The filters are used to seek from database files, so lookup/query side performance is not major issue (Xor filters were mainly interesting because of the smaller size). Normally a secondary index would do the job fine, but because of the high sustained rate there is no time to write it. And all CPU cores are already maxed out, so moving more to background doesn't provide net-benefit..
That is a very interesting project that you have on the go there, it doesn't happen often that I see tools that I think might be game changers coming along and this just might be one of those.
I know, I asked dang to fix it but he refused. I'll have to live with it I guess.

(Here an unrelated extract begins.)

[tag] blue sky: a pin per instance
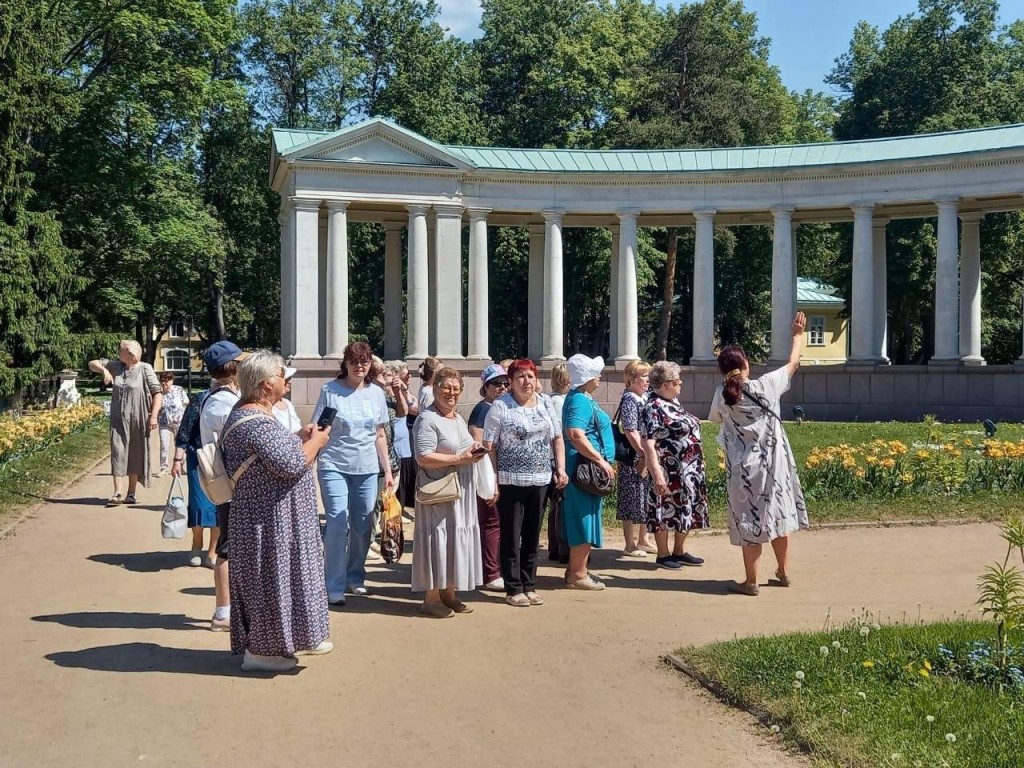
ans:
(806, 35)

What I like about your project is that I've always felt that debuggers and such give us the same 'von Neumann' view of running programmers that we feel our CPU has. It's a bit like trying to figure out why your car won't start when all you have is a view through a microscope. And besides that, it is quite often that which is not happening that is indicative of an issue and debuggers usually allow you to focus only very well on everything that does happen.
Maybe you feel that way because that's exactly what debugger was designed for: CPU register access in assembler programs..
It's pretty insane that every other aspect of software engineering has changed so dramatically since the 1970s, but debugger has remained fundamentally unchanged for almost half a century now.
Also.. next BugJail beta will have SQL queries against captured program execution (select * from field_write join method_call...) to test hypothesis about runtime behavior. If you can express "that which is not happening" in SQL and get back 0 rows, then it didn't happen. Do you think this could solve your need?
The website mentions a waiting list. Can you point me in the direction of where I can get email notifications about this project? Would be very interested in this for .NET. Is it similar to https://devblogs.microsoft.com/dotnet/debugging-net-apps-wit... ?
The underlying technology in BugJail and Microsoft TTD is somewhat similar (capturing based), but the functionality build on top of that is very different: Microsoft TTD still looks and works like "normal debugger plus back button", while BugJail is total redesign from scratch and looks nothing like any traditional debugger.
I know it's frowned upon to say this at HN, but I'm beginning to wonder who's reading the actual page. At least to me the page seems pretty clear about it:
>The xor filters takes a bit longer to build, but once built, it uses less memory and is about 25% faster in some demonstration test.
When they say "faster," they mean for querying. Which is actually pretty useful for a lot of use cases where bloom filters are used today.
To be clear, I wrote specifically "construction performance".
The blog already stated that "build is bit slower", so i was mainly commenting that instead of "bit slower" it is actually order of magnitude slower (in some cases).
According to the paper, the query side performance is indeed faster, so they are not misleading in any way.
What is your use case? Maybe Blocked Bloom might be better (if you have the memory).